Officials from the Yakima, Wash.-based grower-supported organization note the non-GMO varieties of Barnsby, Maslin, Rosy Glow, Ruby Pink and Lady-In-Red (if under license) are now included under the Pink Lady trademark. Therefore, to eliminate consumer confusion, these varieties will need to be sold under Pink Lady store signage.
“This is great news for the consumer,” explained Dr. John Reeves, PLA general manager. “It first points to the assurance of natural improvements in this apple to be seen in future seasons. It also means that the use of the Pink Lady trademark – that’s the Pink Lady set of words – in store signage on these varieties will make consumer confusion a thing of the past.”
It's also "a very positive move for produce merchandisers who may be wrestling with the identification to be put on a display holding Pink Lady brand apples,” said Reeves, noting, "There is no decision to be made – it needs to be Pink Lady.”

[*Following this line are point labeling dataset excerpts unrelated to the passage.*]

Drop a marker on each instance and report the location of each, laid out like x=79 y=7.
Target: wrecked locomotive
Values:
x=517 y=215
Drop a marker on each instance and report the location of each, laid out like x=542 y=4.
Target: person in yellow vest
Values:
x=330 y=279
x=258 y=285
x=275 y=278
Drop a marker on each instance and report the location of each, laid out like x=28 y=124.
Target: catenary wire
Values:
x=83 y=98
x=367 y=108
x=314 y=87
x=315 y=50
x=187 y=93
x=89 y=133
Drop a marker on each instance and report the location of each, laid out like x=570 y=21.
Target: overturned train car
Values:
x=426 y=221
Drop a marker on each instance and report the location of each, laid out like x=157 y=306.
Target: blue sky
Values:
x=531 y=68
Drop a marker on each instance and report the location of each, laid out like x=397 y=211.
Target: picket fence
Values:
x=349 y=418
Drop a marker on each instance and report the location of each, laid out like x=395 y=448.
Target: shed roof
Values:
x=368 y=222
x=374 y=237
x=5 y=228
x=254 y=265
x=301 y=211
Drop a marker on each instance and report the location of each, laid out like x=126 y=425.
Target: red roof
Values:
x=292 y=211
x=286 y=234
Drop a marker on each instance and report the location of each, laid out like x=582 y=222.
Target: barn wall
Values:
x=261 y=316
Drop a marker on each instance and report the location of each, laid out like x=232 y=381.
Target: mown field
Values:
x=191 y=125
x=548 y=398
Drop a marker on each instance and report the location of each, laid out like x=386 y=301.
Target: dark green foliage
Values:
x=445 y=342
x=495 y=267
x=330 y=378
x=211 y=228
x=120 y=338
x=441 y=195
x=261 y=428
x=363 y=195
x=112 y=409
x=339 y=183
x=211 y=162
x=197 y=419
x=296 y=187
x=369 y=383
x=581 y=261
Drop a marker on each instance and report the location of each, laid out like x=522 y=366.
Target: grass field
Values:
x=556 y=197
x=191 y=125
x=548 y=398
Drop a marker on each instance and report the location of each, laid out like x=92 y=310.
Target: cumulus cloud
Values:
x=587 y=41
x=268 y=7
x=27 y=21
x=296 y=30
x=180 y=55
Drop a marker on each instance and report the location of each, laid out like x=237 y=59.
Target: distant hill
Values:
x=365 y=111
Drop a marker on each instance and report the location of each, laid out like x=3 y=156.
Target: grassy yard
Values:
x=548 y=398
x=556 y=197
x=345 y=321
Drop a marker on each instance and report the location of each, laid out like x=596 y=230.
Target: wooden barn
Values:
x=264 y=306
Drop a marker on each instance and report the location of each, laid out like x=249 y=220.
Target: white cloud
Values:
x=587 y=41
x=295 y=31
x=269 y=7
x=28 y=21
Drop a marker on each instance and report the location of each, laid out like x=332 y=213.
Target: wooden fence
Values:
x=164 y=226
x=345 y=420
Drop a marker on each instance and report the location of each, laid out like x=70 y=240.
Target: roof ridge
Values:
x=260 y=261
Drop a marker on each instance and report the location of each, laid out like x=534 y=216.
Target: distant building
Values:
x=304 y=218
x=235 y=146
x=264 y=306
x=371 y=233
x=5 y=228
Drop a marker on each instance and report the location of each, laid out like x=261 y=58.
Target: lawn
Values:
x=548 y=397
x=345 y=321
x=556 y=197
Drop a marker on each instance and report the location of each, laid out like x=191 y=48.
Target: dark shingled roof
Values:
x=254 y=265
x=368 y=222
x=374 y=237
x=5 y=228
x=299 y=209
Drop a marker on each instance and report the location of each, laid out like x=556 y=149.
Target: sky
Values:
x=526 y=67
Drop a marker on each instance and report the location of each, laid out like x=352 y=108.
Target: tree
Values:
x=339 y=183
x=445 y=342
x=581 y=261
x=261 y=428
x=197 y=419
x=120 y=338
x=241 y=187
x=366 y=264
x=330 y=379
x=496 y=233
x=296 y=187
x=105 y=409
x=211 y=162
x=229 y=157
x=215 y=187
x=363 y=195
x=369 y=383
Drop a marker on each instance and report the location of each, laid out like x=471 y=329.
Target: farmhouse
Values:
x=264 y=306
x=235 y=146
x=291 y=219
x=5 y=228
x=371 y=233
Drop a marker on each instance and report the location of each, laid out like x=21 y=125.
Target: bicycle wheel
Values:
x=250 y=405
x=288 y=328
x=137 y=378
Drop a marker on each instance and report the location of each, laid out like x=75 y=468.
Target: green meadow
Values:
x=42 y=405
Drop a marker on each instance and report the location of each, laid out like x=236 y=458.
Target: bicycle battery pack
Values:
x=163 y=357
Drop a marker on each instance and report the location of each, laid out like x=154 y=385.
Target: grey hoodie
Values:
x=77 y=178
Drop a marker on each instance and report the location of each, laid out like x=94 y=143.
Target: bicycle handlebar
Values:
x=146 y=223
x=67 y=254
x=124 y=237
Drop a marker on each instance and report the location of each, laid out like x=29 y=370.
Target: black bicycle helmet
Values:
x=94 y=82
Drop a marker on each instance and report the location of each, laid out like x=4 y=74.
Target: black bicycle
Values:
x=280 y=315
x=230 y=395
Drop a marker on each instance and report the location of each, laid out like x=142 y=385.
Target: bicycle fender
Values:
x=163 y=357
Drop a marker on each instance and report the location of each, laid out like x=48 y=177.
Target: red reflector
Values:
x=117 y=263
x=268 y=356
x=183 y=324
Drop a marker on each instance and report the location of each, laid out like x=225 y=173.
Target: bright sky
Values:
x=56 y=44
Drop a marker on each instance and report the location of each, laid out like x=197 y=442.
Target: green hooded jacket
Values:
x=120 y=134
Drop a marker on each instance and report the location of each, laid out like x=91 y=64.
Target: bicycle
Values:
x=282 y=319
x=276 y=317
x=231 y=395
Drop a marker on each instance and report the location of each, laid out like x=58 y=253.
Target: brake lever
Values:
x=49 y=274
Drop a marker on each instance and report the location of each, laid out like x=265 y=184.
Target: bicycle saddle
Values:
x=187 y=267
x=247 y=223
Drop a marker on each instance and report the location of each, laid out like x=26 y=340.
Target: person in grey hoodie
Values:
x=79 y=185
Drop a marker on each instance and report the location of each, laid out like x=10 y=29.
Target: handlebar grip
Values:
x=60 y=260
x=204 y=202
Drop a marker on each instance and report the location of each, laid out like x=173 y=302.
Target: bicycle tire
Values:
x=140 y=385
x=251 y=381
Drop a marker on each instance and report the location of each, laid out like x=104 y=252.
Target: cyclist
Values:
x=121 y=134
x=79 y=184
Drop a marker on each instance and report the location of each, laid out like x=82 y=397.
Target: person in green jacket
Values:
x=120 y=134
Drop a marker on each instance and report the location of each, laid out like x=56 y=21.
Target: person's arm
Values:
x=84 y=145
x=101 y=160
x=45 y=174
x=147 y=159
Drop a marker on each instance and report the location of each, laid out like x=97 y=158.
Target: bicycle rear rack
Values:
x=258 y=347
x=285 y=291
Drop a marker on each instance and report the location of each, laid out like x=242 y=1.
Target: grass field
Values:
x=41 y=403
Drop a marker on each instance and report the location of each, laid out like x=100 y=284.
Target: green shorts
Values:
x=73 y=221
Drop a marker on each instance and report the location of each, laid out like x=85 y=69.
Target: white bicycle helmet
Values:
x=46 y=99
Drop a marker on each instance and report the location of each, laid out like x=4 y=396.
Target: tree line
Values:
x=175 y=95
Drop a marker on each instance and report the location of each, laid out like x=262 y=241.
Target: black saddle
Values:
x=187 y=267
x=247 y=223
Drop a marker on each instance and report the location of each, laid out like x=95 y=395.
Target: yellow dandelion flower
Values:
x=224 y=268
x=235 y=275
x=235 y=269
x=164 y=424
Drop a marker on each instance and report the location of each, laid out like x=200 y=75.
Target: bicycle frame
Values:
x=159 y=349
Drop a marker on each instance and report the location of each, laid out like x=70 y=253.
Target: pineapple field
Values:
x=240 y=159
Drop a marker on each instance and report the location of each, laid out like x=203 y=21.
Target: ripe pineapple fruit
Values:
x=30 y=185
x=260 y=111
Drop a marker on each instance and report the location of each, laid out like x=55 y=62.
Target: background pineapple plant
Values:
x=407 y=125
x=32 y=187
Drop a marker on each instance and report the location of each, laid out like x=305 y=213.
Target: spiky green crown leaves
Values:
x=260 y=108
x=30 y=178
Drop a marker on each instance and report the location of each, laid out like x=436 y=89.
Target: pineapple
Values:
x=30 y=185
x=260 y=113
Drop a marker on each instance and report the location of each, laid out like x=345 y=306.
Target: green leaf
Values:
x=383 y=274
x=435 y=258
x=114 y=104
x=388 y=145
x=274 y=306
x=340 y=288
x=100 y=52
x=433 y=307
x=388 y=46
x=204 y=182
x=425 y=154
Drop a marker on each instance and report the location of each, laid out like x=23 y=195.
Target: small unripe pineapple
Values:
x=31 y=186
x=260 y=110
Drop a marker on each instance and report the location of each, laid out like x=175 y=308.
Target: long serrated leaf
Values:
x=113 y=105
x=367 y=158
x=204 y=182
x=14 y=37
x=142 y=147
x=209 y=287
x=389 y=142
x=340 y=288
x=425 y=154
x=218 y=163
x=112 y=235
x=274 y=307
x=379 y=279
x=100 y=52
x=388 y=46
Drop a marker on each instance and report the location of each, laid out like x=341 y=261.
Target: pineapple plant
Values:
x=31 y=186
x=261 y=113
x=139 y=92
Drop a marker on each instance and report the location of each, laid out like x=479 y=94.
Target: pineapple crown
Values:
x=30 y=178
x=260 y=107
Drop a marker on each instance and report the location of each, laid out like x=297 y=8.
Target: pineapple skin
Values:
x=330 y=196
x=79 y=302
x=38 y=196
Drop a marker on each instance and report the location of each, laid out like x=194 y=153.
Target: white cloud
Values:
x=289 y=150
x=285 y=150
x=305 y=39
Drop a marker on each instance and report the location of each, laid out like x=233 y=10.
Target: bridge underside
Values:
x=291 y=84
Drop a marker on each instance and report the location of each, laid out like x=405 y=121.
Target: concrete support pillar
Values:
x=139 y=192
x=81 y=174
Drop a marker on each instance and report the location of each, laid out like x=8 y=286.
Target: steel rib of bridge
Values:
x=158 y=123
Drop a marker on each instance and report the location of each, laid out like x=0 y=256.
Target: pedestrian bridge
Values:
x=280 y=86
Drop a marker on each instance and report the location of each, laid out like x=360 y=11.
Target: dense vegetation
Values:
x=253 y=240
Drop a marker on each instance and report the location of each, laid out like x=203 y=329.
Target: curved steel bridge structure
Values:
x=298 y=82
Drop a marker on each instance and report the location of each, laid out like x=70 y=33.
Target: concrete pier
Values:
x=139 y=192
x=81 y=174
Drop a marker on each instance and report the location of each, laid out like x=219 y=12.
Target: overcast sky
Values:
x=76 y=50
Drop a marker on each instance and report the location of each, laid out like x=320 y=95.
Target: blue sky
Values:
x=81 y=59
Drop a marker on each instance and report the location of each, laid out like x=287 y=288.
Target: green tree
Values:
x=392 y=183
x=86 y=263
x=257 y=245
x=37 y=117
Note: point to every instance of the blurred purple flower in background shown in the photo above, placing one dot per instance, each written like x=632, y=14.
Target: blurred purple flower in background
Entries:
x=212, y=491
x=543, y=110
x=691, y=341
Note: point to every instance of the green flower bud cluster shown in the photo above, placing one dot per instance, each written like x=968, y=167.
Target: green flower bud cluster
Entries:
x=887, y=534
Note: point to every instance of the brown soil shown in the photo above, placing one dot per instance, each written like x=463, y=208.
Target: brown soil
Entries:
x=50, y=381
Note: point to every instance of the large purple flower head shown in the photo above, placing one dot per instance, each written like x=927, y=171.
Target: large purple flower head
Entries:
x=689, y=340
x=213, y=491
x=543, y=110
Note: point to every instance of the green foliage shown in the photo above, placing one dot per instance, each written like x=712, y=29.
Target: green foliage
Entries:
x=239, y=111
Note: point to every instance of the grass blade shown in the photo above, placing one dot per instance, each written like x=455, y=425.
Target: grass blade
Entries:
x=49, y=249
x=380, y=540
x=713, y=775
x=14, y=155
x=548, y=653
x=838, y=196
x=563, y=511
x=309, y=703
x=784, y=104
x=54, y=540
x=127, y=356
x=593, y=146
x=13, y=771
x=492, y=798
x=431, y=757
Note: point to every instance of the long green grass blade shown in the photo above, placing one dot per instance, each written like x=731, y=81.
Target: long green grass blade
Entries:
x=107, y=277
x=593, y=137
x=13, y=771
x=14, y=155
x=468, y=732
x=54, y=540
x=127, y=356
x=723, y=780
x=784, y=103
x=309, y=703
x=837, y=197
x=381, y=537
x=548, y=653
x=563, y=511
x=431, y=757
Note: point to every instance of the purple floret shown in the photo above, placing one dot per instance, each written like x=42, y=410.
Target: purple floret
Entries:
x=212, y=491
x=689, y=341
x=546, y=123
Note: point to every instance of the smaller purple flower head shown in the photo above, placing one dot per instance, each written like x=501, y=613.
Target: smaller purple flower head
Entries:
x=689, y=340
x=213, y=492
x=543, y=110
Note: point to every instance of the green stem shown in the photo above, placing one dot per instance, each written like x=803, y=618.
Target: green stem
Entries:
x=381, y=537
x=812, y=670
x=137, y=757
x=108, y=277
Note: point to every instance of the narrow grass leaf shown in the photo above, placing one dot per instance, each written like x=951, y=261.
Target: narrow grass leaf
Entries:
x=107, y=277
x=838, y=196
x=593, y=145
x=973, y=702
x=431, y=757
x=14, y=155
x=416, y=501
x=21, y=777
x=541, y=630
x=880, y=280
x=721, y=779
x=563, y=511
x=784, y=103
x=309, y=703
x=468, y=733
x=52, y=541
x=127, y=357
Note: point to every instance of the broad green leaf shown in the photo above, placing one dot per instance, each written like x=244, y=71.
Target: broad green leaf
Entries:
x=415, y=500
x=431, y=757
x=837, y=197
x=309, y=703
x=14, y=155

Reeves is also quick to point out that this inclusion of other varieties under the name of an apple is nothing really new, as it’s been a standard practice in the industry for other apples for many years.
"The major difference here is the involvement of a trademark name along with a brand promise with specific quality requirements in that promise that are focused on those varieties,” said Reeves. “So, this becomes yet another reason for those in the apple industry and at retail to be supportive of trademarked fruit in the future. It’s all about product improvement and related quality assurances.”
Growers, produce merchandisers and consumers, Reeves continued, will be seeing such advances as expanded market availability with Pink Lady brand apples arriving in stores much earlier in the season.
“As the last apple to be harvested, Pink Lady brand apples have traditionally also been very late to reach the market with ‘new crop’ supplies,” said Reeves. “Now we’ll be seeing newly harvested Pink Lady apples on the market as much as two months earlier.”
Also adding to the earlier arrival of this consumer favorite will be trademarked apples being ready to eat when harvested. This compares to the original apple sometimes needing to be stored for a period of time while sugars and acids come to balance.
“While an expanded season is a terrific consumer benefit, it’s also important to remember this continues to be an apple meeting the original brand promise,” Reeves adds. “This means a non-GMO apple providing the sweet/tart flavor profile, crunchy texture and the slow to turn brown with cut characteristics the consumer has become so used to enjoying.”
It’s also important to note that apples marketed under the Pink Lady brand and which support the brand promise need to be sold under Pink Lady store signage, in keeping with being packed with specific quality standards.